The Yellow Marrow Doesn’t Matter
BY RACHEL CRUEA
Ohio Northern University, ’17
2016 Adroit Prize for Poetry: Recipient
It’s January now and we didn’t drink enough milk.
It happened so quickly; that calcified knot
caught between red and yellow marrow.
I find you sleeping beneath plastic stars,
feed you pills you can’t keep down. Our mother
wanted to be in Campbell’s soup commercials,
but her hair is turning white and yours is collecting
at the bottom of a drain. She says you became a man
from the bottom up; those fine childhood
waves shaved away, the color so close to mine.
It doesn’t matter; it’s dead no matter where it lays.
I should have watched when you held a bat,
your radiated frame too brittle for another inning.

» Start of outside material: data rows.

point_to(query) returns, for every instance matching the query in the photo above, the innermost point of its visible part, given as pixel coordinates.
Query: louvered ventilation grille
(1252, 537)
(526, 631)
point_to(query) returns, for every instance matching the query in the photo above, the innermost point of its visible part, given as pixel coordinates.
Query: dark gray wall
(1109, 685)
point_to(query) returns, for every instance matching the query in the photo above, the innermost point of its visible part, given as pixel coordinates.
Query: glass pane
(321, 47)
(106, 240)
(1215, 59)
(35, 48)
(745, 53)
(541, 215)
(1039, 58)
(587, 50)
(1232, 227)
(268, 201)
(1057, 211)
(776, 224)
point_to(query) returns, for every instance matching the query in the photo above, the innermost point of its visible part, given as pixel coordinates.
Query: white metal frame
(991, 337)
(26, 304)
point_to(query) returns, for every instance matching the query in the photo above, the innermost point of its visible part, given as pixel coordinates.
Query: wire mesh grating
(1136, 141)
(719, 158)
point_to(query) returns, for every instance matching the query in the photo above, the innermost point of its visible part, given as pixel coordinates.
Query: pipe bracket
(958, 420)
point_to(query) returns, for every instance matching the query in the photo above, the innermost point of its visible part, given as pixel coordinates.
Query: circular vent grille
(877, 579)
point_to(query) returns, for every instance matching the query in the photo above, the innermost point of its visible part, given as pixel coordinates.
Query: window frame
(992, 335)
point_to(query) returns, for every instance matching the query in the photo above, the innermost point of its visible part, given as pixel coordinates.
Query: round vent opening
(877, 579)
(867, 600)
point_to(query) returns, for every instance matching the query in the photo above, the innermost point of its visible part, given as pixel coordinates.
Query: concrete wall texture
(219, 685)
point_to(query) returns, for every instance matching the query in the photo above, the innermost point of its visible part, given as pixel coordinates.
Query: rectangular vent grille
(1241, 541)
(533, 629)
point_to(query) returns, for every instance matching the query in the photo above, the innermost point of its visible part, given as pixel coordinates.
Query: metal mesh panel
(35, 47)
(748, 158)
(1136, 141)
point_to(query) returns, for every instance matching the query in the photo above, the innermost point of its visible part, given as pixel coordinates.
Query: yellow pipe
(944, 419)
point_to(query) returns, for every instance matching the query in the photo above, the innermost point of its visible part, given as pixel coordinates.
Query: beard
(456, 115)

It should have been me. I gather baseballs forgotten over fences,
unstitch white horsehide to the bone.
This gorgeous, unswerving poem holds great power in its address to an ill sibling. Never florid, never easily sentimental, this poet knows: illness is not grand. Instead, it happens “beneath plastic stars,” with hair “collecting / at the bottom of a drain.” The speaker does not try to save the sibling—that, we know, here, is hopeless. Instead, this becomes a kind of apologia: “I should have watched,” the speaker confesses. “It should have been me.” In the stunning—and heartbreaking—ending, the act of gathering baseballs becomes an act of both reparation and unmaking, unstitching the “white horsehide to the bone.” Is this not what poetry does? May all poems so unstitch the world, carry with them such weight.